Nami balzò in piedi. Non l'aveva visto entrare nell'appartamento, anche se, come portiere dello stabile, aveva le chiavi di tutti. Non era previsto che ascoltasse, avrebbe dovuto continuarla a considerarla solo una puttana da cui stare lontano, per la sua stessa sicurezza.
«Adesso basta» continuò Genzo.
«Sono d'accordo» affermò Nojiko, con un breve cenno del capo, prima di seguire Genzo.
«Che cosa fate? Che cosa volete fare?»
«Quello che avremo dovuto fare anni fa» rispose Genzo, «invece di lasciarti nelle mani di quell'uomo.» E poi, allo sguardo sconvolto di Nami, aggiunse: «Sì, abbiamo sempre saputo che lo stavi facendo per noi e abbiamo cercato di trattarti male affinché smettessi. Non ha funzionato, quindi adesso è il nostro momento di fare qualcosa per te.»

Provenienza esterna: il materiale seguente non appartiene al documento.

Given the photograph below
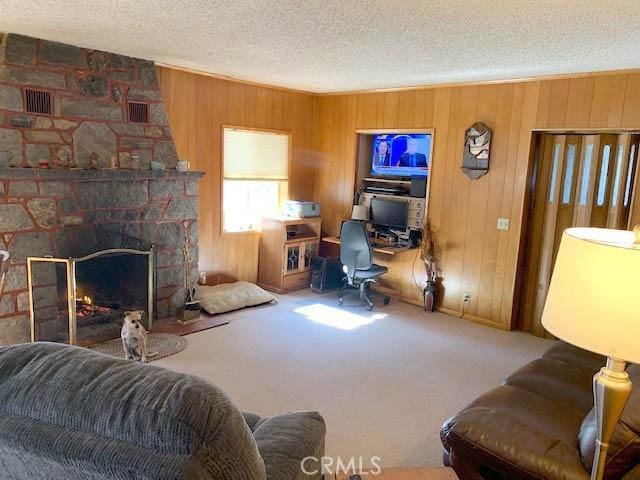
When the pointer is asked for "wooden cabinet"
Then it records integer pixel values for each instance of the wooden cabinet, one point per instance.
(287, 246)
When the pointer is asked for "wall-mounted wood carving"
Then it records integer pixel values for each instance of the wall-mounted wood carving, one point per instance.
(477, 144)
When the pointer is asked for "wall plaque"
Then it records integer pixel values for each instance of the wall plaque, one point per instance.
(477, 143)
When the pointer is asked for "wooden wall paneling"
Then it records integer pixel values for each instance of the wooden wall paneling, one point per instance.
(601, 101)
(444, 240)
(579, 102)
(493, 236)
(617, 101)
(391, 109)
(479, 228)
(549, 221)
(197, 107)
(506, 203)
(419, 107)
(530, 100)
(441, 175)
(323, 133)
(631, 108)
(557, 112)
(542, 118)
(459, 213)
(406, 109)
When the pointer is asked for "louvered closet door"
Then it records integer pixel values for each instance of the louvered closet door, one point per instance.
(578, 180)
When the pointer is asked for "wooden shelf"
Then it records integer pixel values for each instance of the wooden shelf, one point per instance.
(284, 264)
(306, 238)
(386, 180)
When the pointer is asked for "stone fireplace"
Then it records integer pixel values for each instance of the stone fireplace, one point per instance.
(79, 132)
(93, 292)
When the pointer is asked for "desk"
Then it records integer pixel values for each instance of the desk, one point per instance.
(406, 275)
(390, 250)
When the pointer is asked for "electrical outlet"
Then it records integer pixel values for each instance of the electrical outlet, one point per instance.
(503, 224)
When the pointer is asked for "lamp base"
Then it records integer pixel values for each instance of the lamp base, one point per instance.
(611, 390)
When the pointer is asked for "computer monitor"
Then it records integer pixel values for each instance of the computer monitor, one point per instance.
(389, 213)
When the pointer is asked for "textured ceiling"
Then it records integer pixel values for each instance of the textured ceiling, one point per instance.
(328, 46)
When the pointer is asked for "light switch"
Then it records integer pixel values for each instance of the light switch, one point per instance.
(503, 223)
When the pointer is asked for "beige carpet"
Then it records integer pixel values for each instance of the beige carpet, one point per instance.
(385, 380)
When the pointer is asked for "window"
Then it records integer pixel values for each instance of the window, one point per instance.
(568, 174)
(617, 179)
(256, 165)
(586, 173)
(604, 175)
(554, 171)
(630, 172)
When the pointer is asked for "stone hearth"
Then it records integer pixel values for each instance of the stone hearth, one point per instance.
(67, 213)
(77, 179)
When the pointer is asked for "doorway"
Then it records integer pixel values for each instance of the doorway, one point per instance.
(577, 180)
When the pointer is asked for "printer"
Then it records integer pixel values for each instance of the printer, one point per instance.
(301, 209)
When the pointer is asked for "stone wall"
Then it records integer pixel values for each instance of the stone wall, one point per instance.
(79, 180)
(67, 213)
(89, 125)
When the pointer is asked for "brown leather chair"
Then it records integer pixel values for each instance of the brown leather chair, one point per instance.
(540, 425)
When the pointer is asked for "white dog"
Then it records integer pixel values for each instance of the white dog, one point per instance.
(134, 336)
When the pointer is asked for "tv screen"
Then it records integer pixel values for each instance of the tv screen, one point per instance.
(389, 213)
(401, 155)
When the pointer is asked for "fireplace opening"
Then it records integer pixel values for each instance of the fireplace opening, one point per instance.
(107, 283)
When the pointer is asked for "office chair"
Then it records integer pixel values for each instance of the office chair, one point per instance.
(356, 256)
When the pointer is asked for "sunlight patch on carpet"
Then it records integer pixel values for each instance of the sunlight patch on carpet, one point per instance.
(337, 317)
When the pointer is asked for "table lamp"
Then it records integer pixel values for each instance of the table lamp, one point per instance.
(593, 304)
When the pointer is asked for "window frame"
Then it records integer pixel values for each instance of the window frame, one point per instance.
(284, 196)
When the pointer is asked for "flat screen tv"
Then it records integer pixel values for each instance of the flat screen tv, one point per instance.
(401, 155)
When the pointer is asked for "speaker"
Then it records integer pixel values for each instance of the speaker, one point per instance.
(326, 274)
(418, 187)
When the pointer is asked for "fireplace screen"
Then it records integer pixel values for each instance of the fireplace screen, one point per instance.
(81, 301)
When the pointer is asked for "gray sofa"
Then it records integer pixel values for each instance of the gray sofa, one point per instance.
(67, 412)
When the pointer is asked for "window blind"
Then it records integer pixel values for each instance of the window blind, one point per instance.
(255, 155)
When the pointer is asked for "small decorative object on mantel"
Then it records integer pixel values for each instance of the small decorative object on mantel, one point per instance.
(428, 257)
(477, 144)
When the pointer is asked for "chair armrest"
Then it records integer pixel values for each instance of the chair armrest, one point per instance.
(510, 446)
(284, 441)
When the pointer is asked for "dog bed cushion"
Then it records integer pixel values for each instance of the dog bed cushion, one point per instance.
(231, 296)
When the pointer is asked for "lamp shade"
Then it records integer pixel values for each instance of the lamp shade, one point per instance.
(593, 299)
(360, 212)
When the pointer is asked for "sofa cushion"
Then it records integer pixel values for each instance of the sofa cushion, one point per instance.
(563, 382)
(528, 432)
(624, 447)
(286, 440)
(153, 408)
(575, 356)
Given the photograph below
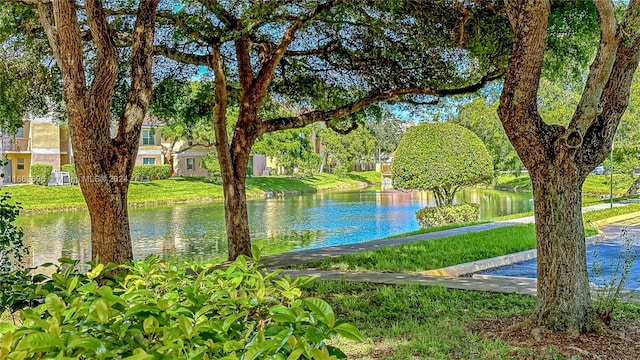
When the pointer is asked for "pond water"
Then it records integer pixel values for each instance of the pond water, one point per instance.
(195, 231)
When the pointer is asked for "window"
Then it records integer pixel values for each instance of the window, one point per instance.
(148, 137)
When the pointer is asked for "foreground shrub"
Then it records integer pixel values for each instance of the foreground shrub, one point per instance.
(71, 169)
(153, 310)
(151, 172)
(40, 173)
(445, 215)
(12, 248)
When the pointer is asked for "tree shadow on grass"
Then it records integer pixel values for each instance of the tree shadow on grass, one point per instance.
(359, 178)
(279, 184)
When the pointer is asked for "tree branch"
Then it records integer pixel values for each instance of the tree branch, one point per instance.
(225, 16)
(599, 72)
(141, 84)
(183, 57)
(336, 129)
(106, 68)
(615, 95)
(245, 71)
(220, 109)
(265, 75)
(395, 95)
(70, 61)
(518, 109)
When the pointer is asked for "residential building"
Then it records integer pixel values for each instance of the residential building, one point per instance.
(150, 148)
(41, 140)
(187, 158)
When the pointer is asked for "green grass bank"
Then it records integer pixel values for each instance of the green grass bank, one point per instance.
(453, 250)
(36, 198)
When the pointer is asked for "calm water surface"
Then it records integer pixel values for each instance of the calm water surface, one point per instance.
(196, 231)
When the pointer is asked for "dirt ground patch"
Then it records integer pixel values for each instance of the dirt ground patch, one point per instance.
(621, 344)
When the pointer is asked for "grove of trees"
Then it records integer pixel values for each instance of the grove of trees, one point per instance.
(334, 59)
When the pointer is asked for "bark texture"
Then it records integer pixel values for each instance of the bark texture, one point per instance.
(559, 158)
(103, 164)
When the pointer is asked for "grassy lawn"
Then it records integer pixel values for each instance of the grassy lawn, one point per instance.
(594, 184)
(418, 322)
(48, 198)
(453, 250)
(424, 322)
(434, 254)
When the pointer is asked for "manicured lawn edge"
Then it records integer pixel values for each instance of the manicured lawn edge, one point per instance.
(458, 249)
(41, 199)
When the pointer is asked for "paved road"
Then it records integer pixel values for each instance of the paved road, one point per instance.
(305, 256)
(489, 283)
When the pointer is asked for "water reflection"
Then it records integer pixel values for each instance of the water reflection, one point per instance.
(197, 232)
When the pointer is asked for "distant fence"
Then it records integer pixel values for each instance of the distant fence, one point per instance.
(364, 167)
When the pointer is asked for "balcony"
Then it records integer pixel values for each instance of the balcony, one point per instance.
(15, 144)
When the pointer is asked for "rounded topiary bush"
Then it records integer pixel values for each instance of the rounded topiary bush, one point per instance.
(442, 158)
(40, 174)
(446, 215)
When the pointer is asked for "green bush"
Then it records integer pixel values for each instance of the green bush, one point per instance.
(71, 169)
(153, 310)
(213, 179)
(40, 173)
(151, 172)
(446, 215)
(440, 157)
(12, 249)
(341, 170)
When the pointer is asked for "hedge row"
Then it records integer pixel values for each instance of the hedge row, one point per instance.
(445, 215)
(40, 174)
(151, 172)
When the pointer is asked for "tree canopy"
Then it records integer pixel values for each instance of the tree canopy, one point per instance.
(441, 157)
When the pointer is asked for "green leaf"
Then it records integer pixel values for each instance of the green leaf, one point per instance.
(229, 320)
(295, 354)
(349, 331)
(185, 325)
(139, 355)
(258, 349)
(54, 305)
(322, 310)
(149, 324)
(87, 343)
(72, 285)
(5, 328)
(102, 309)
(38, 342)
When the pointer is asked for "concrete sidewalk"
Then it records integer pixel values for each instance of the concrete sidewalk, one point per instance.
(305, 256)
(499, 284)
(479, 283)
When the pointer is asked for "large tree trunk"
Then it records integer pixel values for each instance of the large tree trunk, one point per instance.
(104, 164)
(635, 186)
(235, 211)
(564, 301)
(110, 233)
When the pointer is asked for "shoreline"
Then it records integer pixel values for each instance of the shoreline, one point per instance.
(206, 199)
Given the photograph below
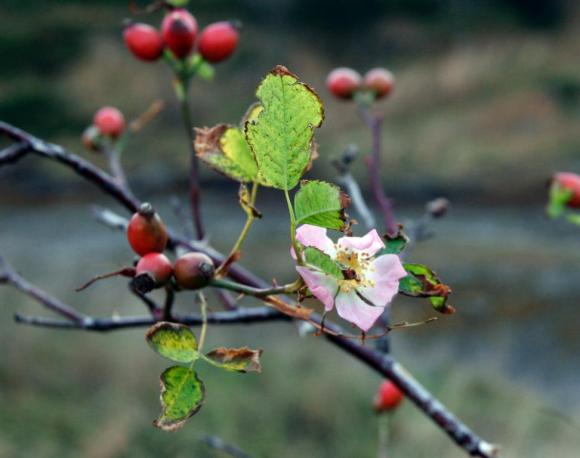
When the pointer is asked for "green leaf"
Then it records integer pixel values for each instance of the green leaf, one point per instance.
(196, 65)
(424, 282)
(321, 204)
(224, 149)
(316, 258)
(173, 341)
(559, 197)
(236, 359)
(395, 244)
(205, 71)
(281, 134)
(182, 395)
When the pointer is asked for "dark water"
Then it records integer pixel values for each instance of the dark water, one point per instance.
(515, 278)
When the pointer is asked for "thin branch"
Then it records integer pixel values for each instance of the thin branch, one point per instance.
(194, 188)
(101, 179)
(154, 309)
(346, 179)
(182, 217)
(373, 162)
(10, 277)
(383, 364)
(13, 153)
(254, 315)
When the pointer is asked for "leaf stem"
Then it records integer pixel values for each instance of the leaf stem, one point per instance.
(249, 221)
(181, 86)
(295, 244)
(203, 307)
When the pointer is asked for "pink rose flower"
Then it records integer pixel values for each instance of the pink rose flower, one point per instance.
(369, 282)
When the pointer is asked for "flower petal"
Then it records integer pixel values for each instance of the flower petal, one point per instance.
(321, 285)
(352, 308)
(316, 237)
(385, 273)
(368, 244)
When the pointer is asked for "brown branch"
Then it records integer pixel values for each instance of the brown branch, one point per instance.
(381, 363)
(13, 153)
(10, 277)
(102, 180)
(254, 315)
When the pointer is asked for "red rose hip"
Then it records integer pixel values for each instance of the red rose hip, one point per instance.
(218, 41)
(343, 82)
(179, 29)
(388, 397)
(146, 232)
(193, 270)
(380, 81)
(152, 271)
(571, 182)
(144, 41)
(110, 121)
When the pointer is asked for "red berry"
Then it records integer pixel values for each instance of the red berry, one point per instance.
(193, 270)
(343, 82)
(144, 41)
(571, 182)
(388, 397)
(218, 41)
(380, 81)
(146, 232)
(110, 121)
(152, 271)
(179, 29)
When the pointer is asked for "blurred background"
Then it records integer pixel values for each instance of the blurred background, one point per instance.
(486, 107)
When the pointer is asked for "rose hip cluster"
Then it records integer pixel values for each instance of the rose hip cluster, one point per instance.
(148, 238)
(179, 34)
(346, 83)
(108, 122)
(570, 182)
(388, 397)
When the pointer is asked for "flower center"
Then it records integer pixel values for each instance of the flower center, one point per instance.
(355, 267)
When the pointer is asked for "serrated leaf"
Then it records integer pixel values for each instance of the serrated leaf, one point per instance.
(245, 200)
(281, 134)
(321, 204)
(252, 113)
(182, 395)
(173, 341)
(394, 244)
(424, 282)
(205, 71)
(316, 258)
(573, 218)
(236, 359)
(224, 149)
(559, 197)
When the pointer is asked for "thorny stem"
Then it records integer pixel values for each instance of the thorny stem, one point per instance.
(182, 93)
(373, 162)
(383, 364)
(257, 292)
(384, 422)
(249, 221)
(113, 153)
(169, 300)
(342, 165)
(203, 308)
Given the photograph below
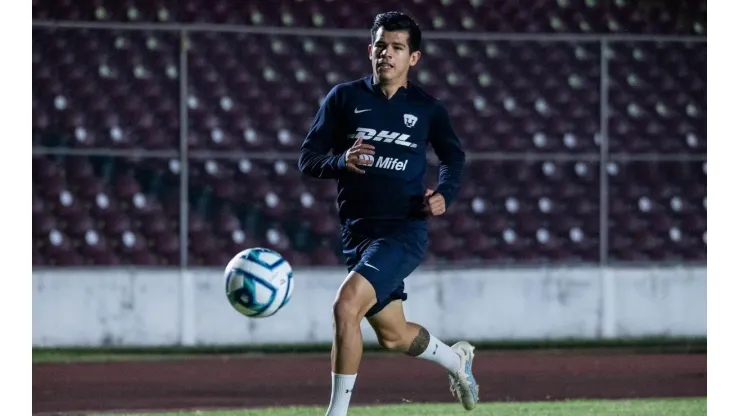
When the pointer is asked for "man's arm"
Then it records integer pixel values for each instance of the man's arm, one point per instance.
(314, 160)
(447, 146)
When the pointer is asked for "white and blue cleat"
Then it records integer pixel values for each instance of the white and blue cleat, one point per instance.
(462, 383)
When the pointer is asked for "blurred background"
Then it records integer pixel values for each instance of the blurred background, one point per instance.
(166, 135)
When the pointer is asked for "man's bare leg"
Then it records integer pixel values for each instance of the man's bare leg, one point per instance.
(354, 299)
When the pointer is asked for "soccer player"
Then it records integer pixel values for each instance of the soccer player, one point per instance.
(378, 129)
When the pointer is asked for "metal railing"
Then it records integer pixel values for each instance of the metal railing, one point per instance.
(185, 154)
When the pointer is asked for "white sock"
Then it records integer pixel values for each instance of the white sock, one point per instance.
(441, 353)
(341, 391)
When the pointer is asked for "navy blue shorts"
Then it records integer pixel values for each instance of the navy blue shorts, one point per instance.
(385, 259)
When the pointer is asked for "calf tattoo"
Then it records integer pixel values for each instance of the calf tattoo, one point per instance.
(419, 344)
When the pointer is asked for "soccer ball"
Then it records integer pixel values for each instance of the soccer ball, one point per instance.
(258, 282)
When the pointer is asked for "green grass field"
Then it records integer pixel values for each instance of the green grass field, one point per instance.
(653, 407)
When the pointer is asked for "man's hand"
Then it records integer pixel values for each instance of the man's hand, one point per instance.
(434, 203)
(353, 157)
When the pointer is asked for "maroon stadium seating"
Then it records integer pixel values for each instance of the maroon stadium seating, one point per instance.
(683, 17)
(528, 113)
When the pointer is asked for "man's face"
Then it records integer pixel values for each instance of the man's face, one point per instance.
(391, 56)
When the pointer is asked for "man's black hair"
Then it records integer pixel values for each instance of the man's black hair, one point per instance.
(395, 22)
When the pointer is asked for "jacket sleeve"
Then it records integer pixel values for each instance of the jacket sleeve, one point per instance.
(314, 159)
(447, 146)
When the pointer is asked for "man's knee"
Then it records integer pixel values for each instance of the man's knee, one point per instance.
(393, 341)
(346, 311)
(354, 299)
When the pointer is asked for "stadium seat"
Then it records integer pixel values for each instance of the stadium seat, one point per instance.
(682, 17)
(528, 113)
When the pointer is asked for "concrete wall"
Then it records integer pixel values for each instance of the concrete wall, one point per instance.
(109, 307)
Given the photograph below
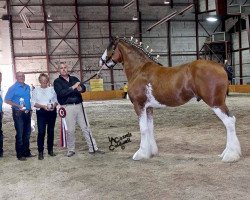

«No!» gridò Nami. «Vi ucciderà. Io ce la posso fare! Mi manca ancora poco...» Ma le sue suppliche caddero nel vuoto, perché Genzo e Nojiko avevano già lasciato l'appartamento, con lo scopo di chiamare tutti gli altri condomini e recarsi della base di Arlong, un vecchio bar malfamato nei sotterranei di un palazzo abbandonato.
Nami tornò ad accasciarsi sulla sedia, distrutta. La sua vita non era felice, certo. Odiava che i clienti la toccassero, odiava i loro pensieri viscidi e la loro misoginia, odiava anche Alorng e i suoi, che oltre ad essere dei criminali erano anche gli assassini di sua madre. Però tutta quella sofferenza aveva sempre avuto uno scopo, che era quello di salvare tutte le altre persone che amava. Se ora si fossero messi contro Arlong, lui li avrebbe uccisi e sarebbe stato tutto inutile.
Il suo sguardo corse sul dorso della sua mano destra, dove il marchio di Arlong spiccava chiaro a coprire l'ovale dell'anima gemella. Non che a Nami importasse molto scoprire quel nome, ma odiava vedere che Arlong le aveva tolto, piano piano, qualsiasi possibilità di essere felice, con sua madre, con la sua famiglia, con una futura anima gemella.
Di scatto, afferrò il coltello che Nojiko aveva lasciato poggiato sulla tavola e si pugnalò il dorso, con le lacrime che iniziavano a scenderle sulle guance. Quasi non sentiva il dolore, accecata dall'odio che sentiva, e comunque non avrebbe fatto gran danno, il nome dell'anima gemella era già perduto.
E poi qualcuno le fermò la mano prima che potesse pugnalarsi ancora. Alzò lo sguardo e vide Rufy, il ragazzo che gestiva uno scalcinato bar a tema piratesco dall'altra parte della strada, che la fissava con sguardo serio.
«Cosa vuoi? Che cazzo vuoi?!» Nami lo apprezzava, perché era sempre sorridente e, in fondo, una brava persona oltre il suo comportamento da idiota. Ma in quel momento lo odiava anche perché cercava sempre di intromettersi nei suoi affari. Era stata anche colpa sua se Arlong era diventato più aggressivo, perché temeva che ci fosse qualcosa di strano nel loro rapporto.
«Che è successo?» domandò Rufy, senza scomporsi o muoversi.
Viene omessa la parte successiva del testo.